In 2013 stierf de achtjarige Gabriel Fernandez aan de gevolgen van langdurige mishandeling door zijn moeder en haar vriend. Hij werd thuis zwaargewond aangetroffen en overleed twee dagen later in het ziekenhuis. Fernandez bleek geen onbekende in het systeem: een hele waaier aan professionals en non-professionals , van maatschappelijk werkers tot collega’s, hadden in eerdere maanden al aan de bel getrokken. De lokale sheriff was bijna kind aan huis, maar toch gingen de mishandelingen door. Het nieuws van Fernandez’ dood sloeg vervolgens in als een bom want waarom greep niemand in? En nog belangrijker: wie was verantwoordelijk?
Filmmaker Brian Knappenberger probeert in zes afleveringen antwoord te geven op deze vragen. Om tot dat antwoord te komen volgde hij de officiers van justitie die Gabriels moeder en haar vriend vervolgden . Oud-medewerkers van de Californische bureau jeugdzorg kwamen ook, al dan niet buiten beeld, voorbij. Evenals journalisten van The Los Angeles Times, die als luizen in de pels van de lokale overheid opereren. Want de partijen tegen wie ze het spreekwoordelijk opnemen (bureau jeugdzorg, de politie)zijn in de regel gesloten bastions.
Sommige zaken, en dat geldt zonder twijfel voor die van Fernandez, zijn zo impactvol dat ze fungeren als een breekijzer. Zodoende toont Knappenberger, met behulp van effectieve reconstructies, de machinaties achter de instituties. De achterliggende boodschap lijkt: het is toch gek dat inwoners van Los Angeles niets weten en geen inzage krijgen in wat een bureau jeugdzorg, of andere lokale overheidsorganen, precies doen. Instellingen schermen zelf met privacy, maar het wordt al snel duidelijk dat dit een non-argument is. Want met de aandacht voor Fernandez wordt een intrige ontmaskerd van epische proporties.

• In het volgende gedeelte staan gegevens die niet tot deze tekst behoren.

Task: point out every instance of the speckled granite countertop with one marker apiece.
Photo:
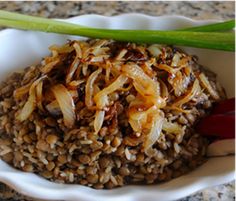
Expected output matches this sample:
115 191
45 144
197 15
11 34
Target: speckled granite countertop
195 10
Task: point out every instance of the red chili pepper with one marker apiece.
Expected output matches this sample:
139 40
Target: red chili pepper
221 122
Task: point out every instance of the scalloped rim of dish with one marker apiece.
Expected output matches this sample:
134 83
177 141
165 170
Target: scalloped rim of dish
45 189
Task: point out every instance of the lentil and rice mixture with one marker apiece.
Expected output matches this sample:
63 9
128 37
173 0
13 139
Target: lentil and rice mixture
106 114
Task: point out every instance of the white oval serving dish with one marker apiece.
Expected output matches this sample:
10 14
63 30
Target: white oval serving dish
22 48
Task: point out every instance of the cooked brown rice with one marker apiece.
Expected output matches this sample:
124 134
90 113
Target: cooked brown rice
57 121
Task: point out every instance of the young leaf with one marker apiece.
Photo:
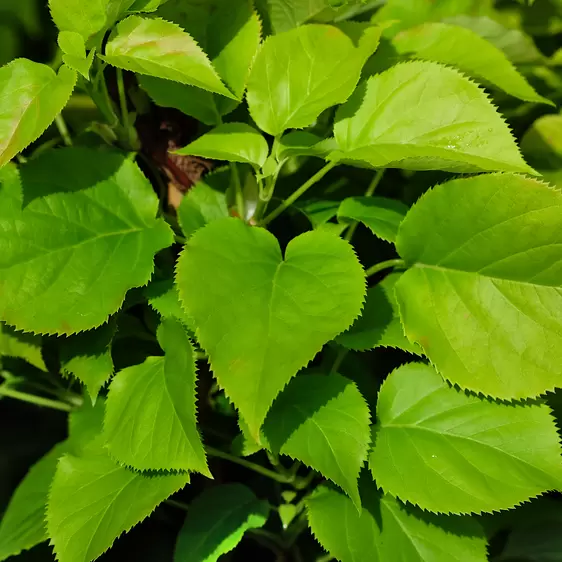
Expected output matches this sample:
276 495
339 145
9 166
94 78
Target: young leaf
162 49
31 96
260 317
24 346
382 216
444 450
483 297
322 421
231 51
461 47
23 522
86 18
201 204
88 357
384 530
235 142
422 116
93 500
216 522
379 324
300 73
150 420
83 238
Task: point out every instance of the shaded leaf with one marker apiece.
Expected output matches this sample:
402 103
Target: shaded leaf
445 450
463 48
379 324
483 296
97 220
216 522
234 142
300 73
150 420
93 500
322 421
88 357
421 116
23 523
261 318
162 49
384 530
31 96
382 216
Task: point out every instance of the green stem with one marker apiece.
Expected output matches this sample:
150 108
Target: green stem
247 464
63 129
238 190
37 400
385 265
370 190
123 100
296 194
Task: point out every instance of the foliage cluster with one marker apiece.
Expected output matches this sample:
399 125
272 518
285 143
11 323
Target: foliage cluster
291 272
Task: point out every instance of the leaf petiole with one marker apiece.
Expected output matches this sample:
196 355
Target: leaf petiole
385 265
298 193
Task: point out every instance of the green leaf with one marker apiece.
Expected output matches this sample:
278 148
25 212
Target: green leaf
150 420
162 49
163 296
542 143
23 523
216 522
382 216
421 116
234 142
288 15
88 357
96 221
201 205
463 48
261 318
445 450
517 45
24 346
483 296
93 500
387 530
379 324
322 421
300 73
31 96
86 18
231 52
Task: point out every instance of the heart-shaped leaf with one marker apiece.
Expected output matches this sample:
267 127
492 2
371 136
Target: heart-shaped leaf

Bron : Larabi, O. (2020, 27 Februari). The Trials of Gabriel
Fernandez
S01E01: epische intrige ontmaskerd.
Geraadpleegd van
https://delagarde.nl/the-trials-of-gabriel-fernandez-s01e01-epische-intrige-ontmaskerd
In het eerste geval gaat de documentaire over een schrijnende case op microniveau. Ik heb zelf nog geen kinderen maar ik ben op een leeftijd gekomen dat ik wel een mening kan vormen over wat voor mij goed omgaan met kinderen is. ik vind kinderen één van de kwetsbaarste groepen in de samenleving en ik voel mij daarom verantwoordelijk voor de veiligheid van kinderen. Verantwoordelijk in de zin van : ik zal nooit een kind expres pijn doen, zowel mentaal als fysiek, want geen enkel kind hoort zoiets mee te maken vind ik. Als dit dan wel gebeurd raakt dit mij en kan ik dit moeilijk begrijpen. Let op : als ik een ouder zou begeleiden en hij/zij verteld mij dat hij/zij zijn/haar kind pijn doet zou ik zijn/haar verhaal verkennen en hem/haar zeker niet beoordelen, dan zou ik doen wat een sociaal werker juist niet hoort te doen. Ik zou er wel alles aan doen om het te laten stoppen en ik zou het nooit goedkeuren.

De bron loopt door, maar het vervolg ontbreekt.